Trecho do romance “A mais longa duração da juventude”

Selene fumava. E punha os desavisados nos eixos.

– Eu sou subversiva! Podem dizer.

Célio a advertia:

– Cuidado com o que fala.

 – Eu sei, é a força da argumentação – ela responde. – Mas a gente pode falar um pouco mais baixo… O companheiro pede a conta?

O companheiro sou eu. Pagamos, nesse plural de modéstia, e saímos para o Parque 13 de Maio. Rodamos a conversar. Entre árvores e namorados, ela pode ficar mais à vontade.

– E o trabalho aqui, como vai? Não, não falemos em dificuldade. A luta é difícil em toda parte. É preciso chamar os setores progressistas. Organizá-los.

Não são só palavras. A sua fala não é só verbo. Ela é o testemunho vivo da luta na clandestinidade. É a pessoa mais eloquente ali. Aquilo que verei em anos mais maduros, quando me espantar ante a grandeza dos feitos em contrate com a maior discrição e modéstia, em Selene, naqueles anos fogosos, ainda não podia ser vista. Gregório Bezerra pouco falava na sua volta pela anistia, me digo. Mas Gregório não era um homem de falas. Era uma rocha de convicções, da mesma natureza de um líder vietcongue. Os seus miolos podiam estourar e ele mudo, no silêncio de palavras apenas. Ou de Patrice Lumumba, cuspindo o papel de jornal que enfiavam na sua boca. Mas ser eloquente também podia ser prova de paixão na luta. Apenas fala quem é de natureza falante, sem que isso diminua o valor do militante. A desproporção em Selene é outra. No Parque 13 de Maio ela vai à nossa frente, baixinha, magra, de minissaia. E nós, marmanjões de 19 ou 20 anos a segui-la como operários que defendem a sua rainha. Melhor, bebendo sem comer a sua primeira musa da guerra clandestina. Quando ela fala, melhor, quando ela quase grita na noite:

– Eu sou subversiva! Eu quero virar este mundo de cabeça para baixo.

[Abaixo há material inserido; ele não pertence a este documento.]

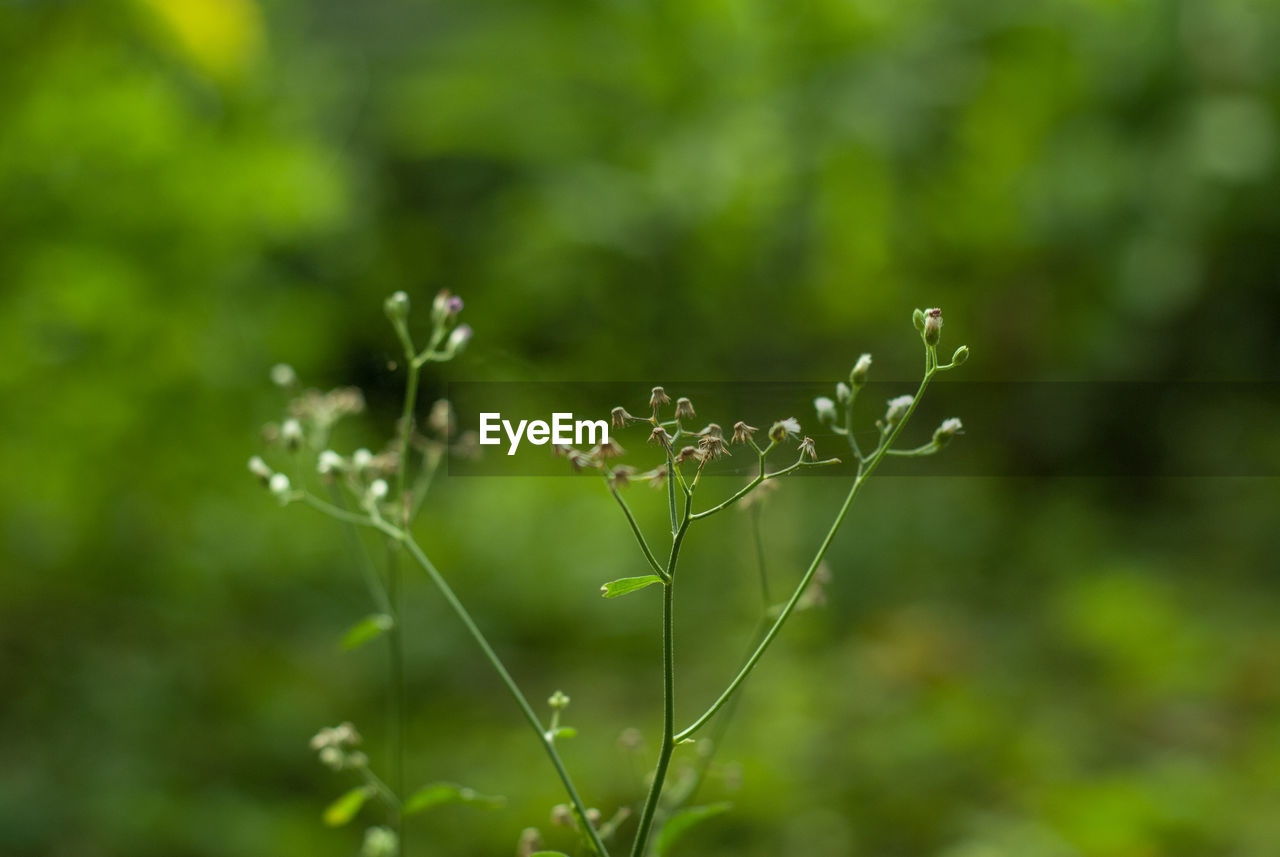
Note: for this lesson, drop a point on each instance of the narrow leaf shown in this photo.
(346, 807)
(440, 793)
(366, 629)
(625, 585)
(681, 823)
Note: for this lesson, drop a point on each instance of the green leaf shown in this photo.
(366, 629)
(440, 793)
(681, 823)
(346, 807)
(625, 585)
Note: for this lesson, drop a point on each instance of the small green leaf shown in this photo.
(680, 824)
(346, 807)
(625, 585)
(440, 793)
(366, 629)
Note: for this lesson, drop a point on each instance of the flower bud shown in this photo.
(329, 462)
(949, 429)
(932, 326)
(458, 339)
(397, 307)
(259, 468)
(291, 431)
(444, 307)
(858, 376)
(897, 408)
(380, 842)
(279, 485)
(283, 375)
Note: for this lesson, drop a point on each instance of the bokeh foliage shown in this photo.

Quando ela fala assim, pelo eco em nossa consciência, mais que fala palavras. Fala imagens do que carregamos em nós mesmos, e não falamos tão eloquente. O que você quiser de nós, fale, mulher. Fale, jovem que não é mais criança. O que deseja deste servo da causa? Com Selene vi pela vez primeira uma manifestação que veria depois em shows de artistas fundamentais da música popular brasileira. Foi como, na antecipação do Parque 13 de Maio, ver Luiz Gonzaga na praia de Boa Viagem. Se me faço entender, era de prender a respiração. Era a possibilidade que residia em nós projetada. Mas nada havia de mistura do feitiço que nos atiçava para a posse, que não tínhamos, porque grande e insuperável era o muro da disciplina partidária. Numa palavra. Ela, como sexo, era o socialismo. Então ela me fala sob a luz fantasmagórica da luminária do parque:

– O companheiro Célio não tem onde dormir.

– Sei – respondo. E olho para todos, que são Célio, Selene e Luiz do Carmo. Mas todos olham para mim. Eu sou a salvação escolhida. E gaguejo, numa pretensão de resposta:

– Olha, no meu quarto só tem uma cama. – Silêncio nos olhos fitos em mim. E continuo: – É um calor infernal. A gente sua em bicas.

Ela me responde:

– É bem melhor que dormir na rua. O companheiro está clandestino e pode ser preso.

– Sei. Mas como ele pode dormir? Só pago uma vaga.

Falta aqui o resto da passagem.